In the wake of the pandemic, an earlier article cited surveys that revealed a deep concern among consumers, particularly Gen Z, for employees working for brands they purchase as well as for community involvement by those brands. Many said those values would shape their future loyalty and purchases.
Consumer concern over what brands were doing for their community and employees may appear to be a contradiction of sorts. Congress labelled sponsorships as illicit and greedy in the last recession, which ran from about December 2007 to June 2009, with one member even introducing legislation banning banks from hosting and sponsoring events if they received TARP (Troubled Asset Relief Program) funds from the federal government.
Despite the congressional pushback on sponsorships, many companies still became sponsors. Corporate sponsorship consultant Gail Bower published a book (How to Jump Start Your Sponsorship Strategy in Tough Times) during the last recession and pointed out that some companies sponsored events stealthily to not attract attention. The main point she made for them was that those companies invested in sponsorships with one condition – value.
Brands that are interested in sponsorships first need to look internally. What are the brand’s values and what does it stand for? If the brand is solar energy systems, what nonprofits out there are into renewable energy? Is the brand a loud or passive advocate for solar?

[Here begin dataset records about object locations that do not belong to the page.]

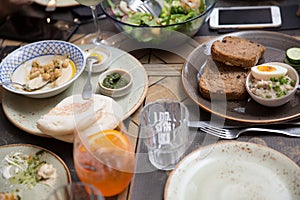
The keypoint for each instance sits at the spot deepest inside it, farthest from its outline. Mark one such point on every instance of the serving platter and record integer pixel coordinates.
(24, 112)
(40, 190)
(247, 110)
(59, 3)
(234, 170)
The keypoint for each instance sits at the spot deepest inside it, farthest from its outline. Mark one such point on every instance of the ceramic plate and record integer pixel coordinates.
(243, 111)
(234, 170)
(59, 3)
(23, 112)
(40, 190)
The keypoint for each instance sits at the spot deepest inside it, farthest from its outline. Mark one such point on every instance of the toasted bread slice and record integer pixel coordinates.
(221, 82)
(235, 51)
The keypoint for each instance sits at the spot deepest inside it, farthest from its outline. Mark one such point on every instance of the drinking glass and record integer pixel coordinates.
(76, 191)
(104, 159)
(164, 129)
(95, 38)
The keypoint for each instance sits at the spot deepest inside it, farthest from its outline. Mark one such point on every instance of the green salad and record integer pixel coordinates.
(146, 28)
(173, 12)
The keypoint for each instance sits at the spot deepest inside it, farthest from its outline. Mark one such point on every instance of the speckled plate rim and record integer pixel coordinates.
(24, 118)
(205, 104)
(244, 147)
(60, 3)
(50, 153)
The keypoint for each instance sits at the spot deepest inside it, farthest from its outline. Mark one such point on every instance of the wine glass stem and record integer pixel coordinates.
(99, 37)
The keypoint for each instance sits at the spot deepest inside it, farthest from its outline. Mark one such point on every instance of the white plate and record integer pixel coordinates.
(24, 112)
(234, 170)
(39, 191)
(59, 3)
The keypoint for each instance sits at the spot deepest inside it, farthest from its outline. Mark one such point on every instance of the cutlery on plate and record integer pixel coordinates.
(235, 133)
(26, 87)
(199, 124)
(51, 6)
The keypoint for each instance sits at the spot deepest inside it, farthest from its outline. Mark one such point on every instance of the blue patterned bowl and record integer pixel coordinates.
(38, 50)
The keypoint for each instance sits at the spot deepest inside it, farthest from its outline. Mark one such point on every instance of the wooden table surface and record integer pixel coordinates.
(164, 73)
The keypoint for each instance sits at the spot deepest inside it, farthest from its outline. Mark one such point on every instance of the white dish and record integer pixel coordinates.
(60, 3)
(24, 112)
(17, 65)
(234, 170)
(291, 72)
(40, 190)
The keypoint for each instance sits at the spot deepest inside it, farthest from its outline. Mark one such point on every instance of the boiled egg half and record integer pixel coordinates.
(267, 71)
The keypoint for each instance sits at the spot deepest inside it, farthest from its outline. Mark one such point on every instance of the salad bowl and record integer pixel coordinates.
(145, 28)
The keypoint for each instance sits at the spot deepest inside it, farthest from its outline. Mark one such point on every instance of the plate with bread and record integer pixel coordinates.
(214, 75)
(58, 116)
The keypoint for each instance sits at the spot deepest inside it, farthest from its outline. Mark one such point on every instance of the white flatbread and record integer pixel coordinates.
(74, 113)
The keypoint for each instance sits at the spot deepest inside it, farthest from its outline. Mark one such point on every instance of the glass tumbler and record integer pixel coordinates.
(164, 128)
(76, 191)
(105, 160)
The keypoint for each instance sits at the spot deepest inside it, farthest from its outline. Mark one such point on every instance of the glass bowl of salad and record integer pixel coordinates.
(178, 17)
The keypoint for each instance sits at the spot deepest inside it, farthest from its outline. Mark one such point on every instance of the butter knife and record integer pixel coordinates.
(51, 6)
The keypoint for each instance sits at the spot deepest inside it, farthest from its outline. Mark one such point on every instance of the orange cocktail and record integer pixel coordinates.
(105, 160)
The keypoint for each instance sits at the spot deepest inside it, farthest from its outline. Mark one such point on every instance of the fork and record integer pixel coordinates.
(235, 133)
(25, 87)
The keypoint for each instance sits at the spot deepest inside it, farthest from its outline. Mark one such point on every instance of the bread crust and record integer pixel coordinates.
(238, 52)
(221, 82)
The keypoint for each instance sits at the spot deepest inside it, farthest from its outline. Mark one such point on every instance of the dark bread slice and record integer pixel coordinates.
(235, 51)
(219, 81)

Consider the voice of any potential nonprofit that’s sponsored.
Hawaiian Electric Company (HECO) and the Hawaii Chapter of the Audubon Society had frequently clashed over native birds being killed by high voltage transmission lines going over the mountains. HECO, through its parent company foundation, funded an Audubon education program in local schools. In exchange, the Audubon Society conducted workshops that taught HECO linemen how to recognize these native birds and what to do if they found any injured because of hitting the transmission lines.

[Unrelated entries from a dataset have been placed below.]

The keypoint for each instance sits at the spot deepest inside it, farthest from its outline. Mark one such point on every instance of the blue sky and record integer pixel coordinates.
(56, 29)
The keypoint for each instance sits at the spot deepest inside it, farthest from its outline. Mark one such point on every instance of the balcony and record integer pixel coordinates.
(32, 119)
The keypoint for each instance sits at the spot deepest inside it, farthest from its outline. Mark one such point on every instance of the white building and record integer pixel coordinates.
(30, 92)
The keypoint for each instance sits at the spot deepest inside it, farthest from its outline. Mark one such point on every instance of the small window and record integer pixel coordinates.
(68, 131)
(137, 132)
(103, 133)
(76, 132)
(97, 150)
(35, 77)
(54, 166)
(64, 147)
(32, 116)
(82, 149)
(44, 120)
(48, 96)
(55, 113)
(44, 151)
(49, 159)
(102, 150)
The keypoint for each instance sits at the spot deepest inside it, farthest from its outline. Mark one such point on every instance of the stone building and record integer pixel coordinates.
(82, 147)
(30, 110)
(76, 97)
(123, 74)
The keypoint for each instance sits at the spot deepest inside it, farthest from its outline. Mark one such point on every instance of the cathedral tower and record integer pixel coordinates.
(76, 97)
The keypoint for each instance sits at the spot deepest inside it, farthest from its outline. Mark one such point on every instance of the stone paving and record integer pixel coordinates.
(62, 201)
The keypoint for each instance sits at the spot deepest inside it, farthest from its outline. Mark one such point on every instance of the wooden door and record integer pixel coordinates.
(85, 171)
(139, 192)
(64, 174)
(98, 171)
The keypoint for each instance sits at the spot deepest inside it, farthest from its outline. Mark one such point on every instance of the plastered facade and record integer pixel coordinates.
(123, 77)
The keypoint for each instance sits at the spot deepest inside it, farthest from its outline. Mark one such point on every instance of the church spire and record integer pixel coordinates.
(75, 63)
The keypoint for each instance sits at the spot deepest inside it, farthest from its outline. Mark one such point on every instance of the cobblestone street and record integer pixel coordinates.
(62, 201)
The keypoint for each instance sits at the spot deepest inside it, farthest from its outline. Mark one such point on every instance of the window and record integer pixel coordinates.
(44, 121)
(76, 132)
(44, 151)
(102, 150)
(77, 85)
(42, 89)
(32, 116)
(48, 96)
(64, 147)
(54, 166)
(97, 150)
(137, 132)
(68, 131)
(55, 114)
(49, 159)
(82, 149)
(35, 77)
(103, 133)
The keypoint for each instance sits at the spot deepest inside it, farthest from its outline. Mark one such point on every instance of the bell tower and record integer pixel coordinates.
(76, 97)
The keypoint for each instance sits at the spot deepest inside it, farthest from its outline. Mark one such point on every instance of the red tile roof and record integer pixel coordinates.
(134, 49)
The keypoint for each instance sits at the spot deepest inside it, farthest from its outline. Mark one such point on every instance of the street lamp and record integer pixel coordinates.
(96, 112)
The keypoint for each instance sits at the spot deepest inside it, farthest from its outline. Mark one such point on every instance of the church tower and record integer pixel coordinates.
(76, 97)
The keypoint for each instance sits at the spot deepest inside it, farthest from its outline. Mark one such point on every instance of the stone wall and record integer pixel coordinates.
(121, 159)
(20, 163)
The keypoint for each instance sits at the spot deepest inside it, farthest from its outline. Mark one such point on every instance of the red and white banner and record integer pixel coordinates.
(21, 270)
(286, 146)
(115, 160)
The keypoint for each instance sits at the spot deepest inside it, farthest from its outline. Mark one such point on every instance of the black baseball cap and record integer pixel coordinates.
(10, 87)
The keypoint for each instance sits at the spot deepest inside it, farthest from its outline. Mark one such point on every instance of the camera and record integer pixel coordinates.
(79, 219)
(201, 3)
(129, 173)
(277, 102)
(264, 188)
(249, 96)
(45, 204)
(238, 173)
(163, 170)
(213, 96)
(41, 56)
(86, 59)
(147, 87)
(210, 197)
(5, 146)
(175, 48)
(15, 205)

Imagine the exposure and publicity of a food products company sponsoring a kitchen that serves the homeless and inviting its chef for a cooking demo using its brand. Or the new recipes that might come out because of the collaboration!
Having a nonprofit partner that promotes a brand is priceless. However, not all have the capacity or ability to do so even if they wished to. It would be wise to determine if and how the nonprofit will acknowledge any sponsorship or grant or if they need assistance doing so. If they lack the resources to do so, it may be an extra plus for the brand to not only assist them, but also mentor them in their other marketing and PR efforts. That would win a lot of loyalty and accolades.
New changes, even pandemics, afford new opportunities. Finding that perfect fit and even reallocating ad funds to secure the ideal sponsorship have the potential of reaping bigger rewards and returns for all.